Irrational drugs are also silently precipitating India's public health crisis. It is common knowledge that a majority of Indian adolescent girls and children suffer from anaemia. But a study earlier this year by Gopal Dabade of Drug Action Forum-Karnataka found that only one of 338 drugs for anaemia conformed to the norm prescribed by the WHO List of Essential Drugs, 2005, and standard pharmacology textbooks. "The only drug found to be rational was ferrous fumarate (200 mg tablet). It was also the cheapest (13 paise), but was unavailable as the profit margin is minimal," says Dabade. "This means anaemia continues to be under-treated with expensive, ineffective drugs," he adds.
Similarly, poor regulation means the use of varying combinations of drug doses to treat TB. "Not following the who norm often results in overdosing or underdosing the TB patient, leading to a rise in drug resistance," says AIDAN joint convenor Anurag Bhargava. The irrational use of such drugs, he feels, has led to a public health disaster. "More so, when these drugs impair access to rational, essential and low-priced ones. In fact, rational and essential medicines are in the minority," Bhargava adds.
Another crucial problem is the absence of an unbiased and continuously updated source of drug information such as the British National Formulary. "Education about drugs in India comes essentially from companies and their agents out to promote their drugs. Why would they say negative things?" asks Mira Shiva, chairperson of the national task force on consumer education on safety of food and medicine. Critics also allege that new findings about drugs' adverse effects often do not reach the consumer, a primary responsibility of the DCG's office. "For example, it has been found that betablockers such as carvedilol, used to treat hypertension, can precipitate diabetes. How will this reach the masses when the authorities continue to sit on such valuable information," questions Gulhati.
The lack of a scientifically rigorous regulatory system also enables hazardous drugs to be sold. Such as in the case of phenylpropanolamine, which was banned in the US and several European countries because of its potential to induce strokes. It is still commonly used in cough and cold remedies in India without any warning. Or analgin, used widely as a painkiller, that is known to reduce the white blood cell count.
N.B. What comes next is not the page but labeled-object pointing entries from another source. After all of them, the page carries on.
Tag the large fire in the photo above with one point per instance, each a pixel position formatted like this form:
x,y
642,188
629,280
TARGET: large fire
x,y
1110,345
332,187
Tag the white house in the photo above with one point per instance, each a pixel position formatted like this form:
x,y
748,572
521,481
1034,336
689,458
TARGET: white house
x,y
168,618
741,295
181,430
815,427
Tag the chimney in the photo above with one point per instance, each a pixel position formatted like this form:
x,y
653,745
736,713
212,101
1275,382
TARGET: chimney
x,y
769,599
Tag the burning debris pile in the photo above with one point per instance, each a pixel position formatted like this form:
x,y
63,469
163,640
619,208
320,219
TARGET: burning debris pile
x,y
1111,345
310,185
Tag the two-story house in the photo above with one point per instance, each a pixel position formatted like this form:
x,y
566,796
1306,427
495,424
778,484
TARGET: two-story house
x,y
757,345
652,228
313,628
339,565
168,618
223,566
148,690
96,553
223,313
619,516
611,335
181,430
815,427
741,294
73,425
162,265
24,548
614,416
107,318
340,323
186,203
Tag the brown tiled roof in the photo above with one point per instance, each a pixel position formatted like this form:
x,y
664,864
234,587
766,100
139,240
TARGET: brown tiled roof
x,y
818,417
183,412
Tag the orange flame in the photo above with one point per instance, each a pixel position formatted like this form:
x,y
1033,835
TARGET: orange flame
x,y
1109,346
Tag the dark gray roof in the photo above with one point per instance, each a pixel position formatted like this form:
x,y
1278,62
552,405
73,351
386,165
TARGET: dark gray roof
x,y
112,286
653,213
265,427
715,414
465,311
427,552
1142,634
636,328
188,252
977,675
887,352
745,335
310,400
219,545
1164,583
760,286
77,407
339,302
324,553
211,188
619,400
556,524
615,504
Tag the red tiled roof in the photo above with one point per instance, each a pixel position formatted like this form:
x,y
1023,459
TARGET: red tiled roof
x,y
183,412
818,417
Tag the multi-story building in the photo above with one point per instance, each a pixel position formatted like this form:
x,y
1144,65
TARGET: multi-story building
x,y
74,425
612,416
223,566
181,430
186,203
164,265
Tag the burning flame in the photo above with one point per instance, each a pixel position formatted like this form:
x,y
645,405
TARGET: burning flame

In 2005, the National Commission on Macroeconomics and Health shocked many when a chapter in its report claimed 10 of the country's top 25 medicine brands were irrational. These included Digene ("useless antacid"), Becosules ("irrational vitamin combination") and Corex ("irrational cough mixture"). It also noted that the market potential for drugs is largely induced through marketing, advertising and distributional network. "The Indian household, which already spends about 6 per cent of its income on healthcare, ends up spending a lot of this large sum of money on such unnecessary medicines," says S. Sakthivel, a health economist who authored the chapter.
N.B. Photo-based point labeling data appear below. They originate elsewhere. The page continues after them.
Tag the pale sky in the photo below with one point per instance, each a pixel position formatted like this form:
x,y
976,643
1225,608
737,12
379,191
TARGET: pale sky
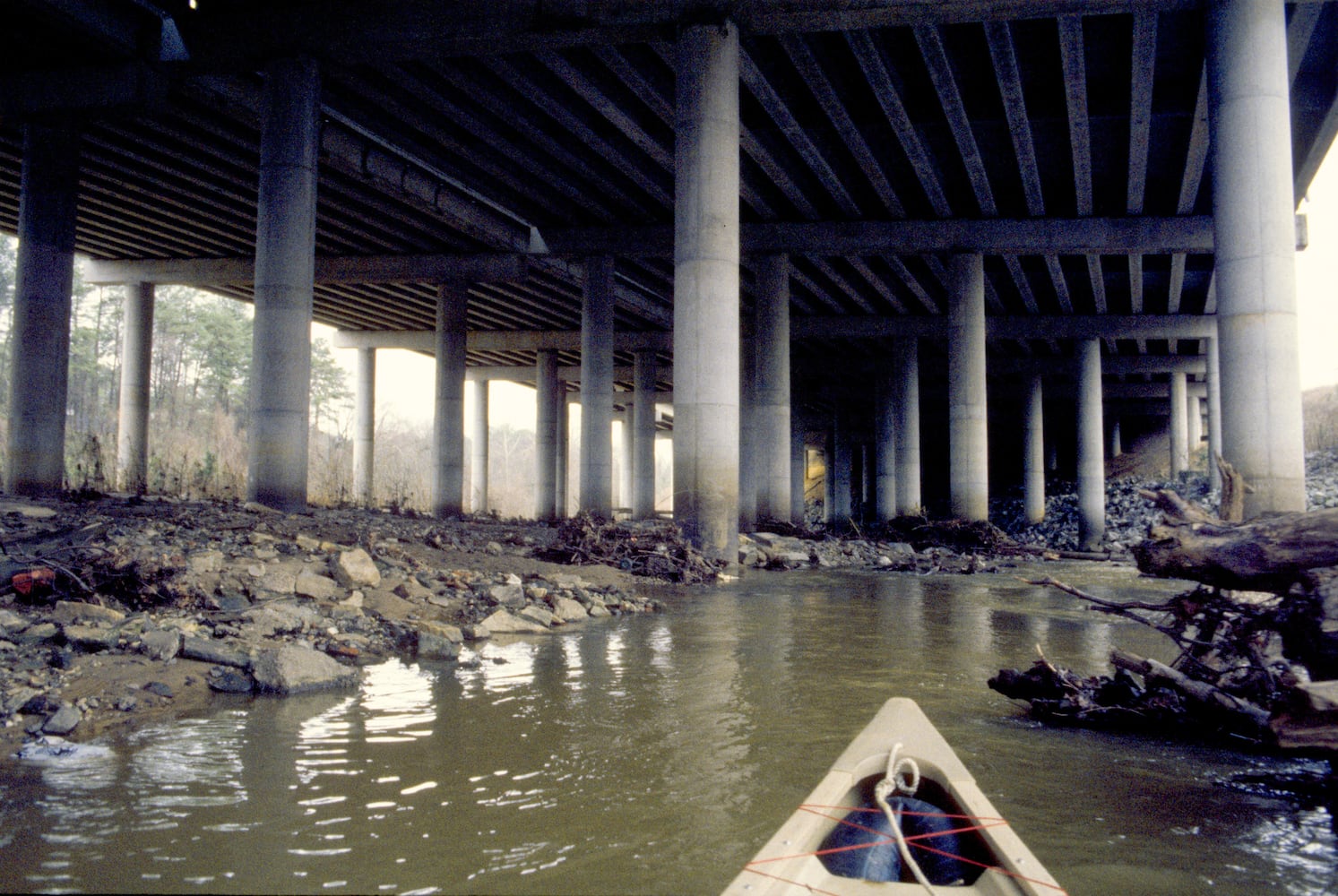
x,y
404,380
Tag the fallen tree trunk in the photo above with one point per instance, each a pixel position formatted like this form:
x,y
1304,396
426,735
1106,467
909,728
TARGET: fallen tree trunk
x,y
1253,719
1267,554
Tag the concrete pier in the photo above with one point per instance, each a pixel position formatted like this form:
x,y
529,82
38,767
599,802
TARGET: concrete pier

The problem, experts say, will remain till government policy does not explicitly acknowledge and address the presence of irrational medicines. "While the draft of the National Pharmaceuticals Policy, 2006, talks about building India as the preferred global destination of pharmaceuticals, it does not utter a word about these irrational medicines," says Bhargava.And for critics like him, this "anarchy" in the pharmaceutical industry simply does not square with its claim of being as good as the best in the world.